Kealy also cautioned against the voters approving requests that would drain the town’s stabilization fund. As bad as this year seems, next year is projected to be worse, he said.
“The less we take out of stabilization this year, they better we are going forward.”
Town Meeting eventually voted to approve the salaries for department heads at the 3 percent increase. After that motion passed, Finglas suggested the body proceed with the Finance Committee’s numbers for the rest of the held items.
Not all the controversial items in the budget were due to the differences in proposed raises. Other items of interest were:
• Recreation Commission Vice Chairman Joe Baker questioned why a proposed $7,000 expense line for lifeguards at Camp Kiwanee was not in the budget packet. After some discussion, it appeared through a mistake in the proposal process the line was left out, and the only line that appeared in the handout was line 91, titled “Recreation Wages,” which represented the Kiwanee caretaker’s salary.
Baker said the money was a necessity for running the beach at the camp.
“If we don’t get the extra $7,000 we have to understand we’ll have to shut down the beach early, but if we don’t get $3,000 up front, we might not be able to open it,” he said.
Baker was told by Town Moderator Charles Mann that now that the mistake was made, there was no mechanism to add a line item to the budget on Town Meeting floor.
This prompted an angry response from Baker and several other citizens.
“We thought this was all taken care of,” he said. “The town should have a right to vote to allocate money if they want to support the recreation department.”
Someone on the floor made a motion to increase line 91 by $7,000. Mann allowed the vote, which passed, but cautioned voters that the move might be ruled illegal by the Attorney General.
• The line item for maintenance for the new police station.
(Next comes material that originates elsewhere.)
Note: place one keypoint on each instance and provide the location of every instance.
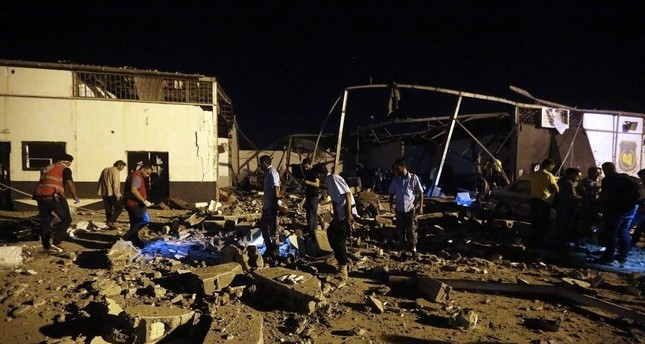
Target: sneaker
(55, 249)
(342, 271)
Selectman Jim Armstrong moved that Town Meeting consider Finglas’s proposed amount of $22,230 rather than the Finance Committee amount of $16,000.
Armstrong pointed out the town’s taxpayers just spent $4 million to build the station.
“I get very frustrated when you start cutting budgets out of a building you just spent money on,” he said. “I think it’s being pennywise and pound foolish.
Kealy pointed out the Finance Committee’s number wasn’t a cut, just less of an increase than the town administrator’s figure.
“We recognized the need to have more maintenance in that building,” he said. “But these are very difficult times, there is very little discretionary funding available.”
Selectmen Chairman James Egan agreed with Armstrong.
“Often times, when a building is not maintained appropriately, it shows up a couple years down the road as a capital project,” he said. “In terms of long-range planning it shows no intelligence whatsoever.”
Town Meeting eventually voted for the higher figure.
• There was also some question about why the increases proposed were all for non-unionized employees. Officials said that all union contracts currently under negotiation had to be level funded by law.
“By law, we can’t change the lines within the budget that are subject to negotiation,” said Kealy. “They have to be level funded until the contract is in place.”
The issue of funding contracts will be taken up in the fall at October special Town Meeting.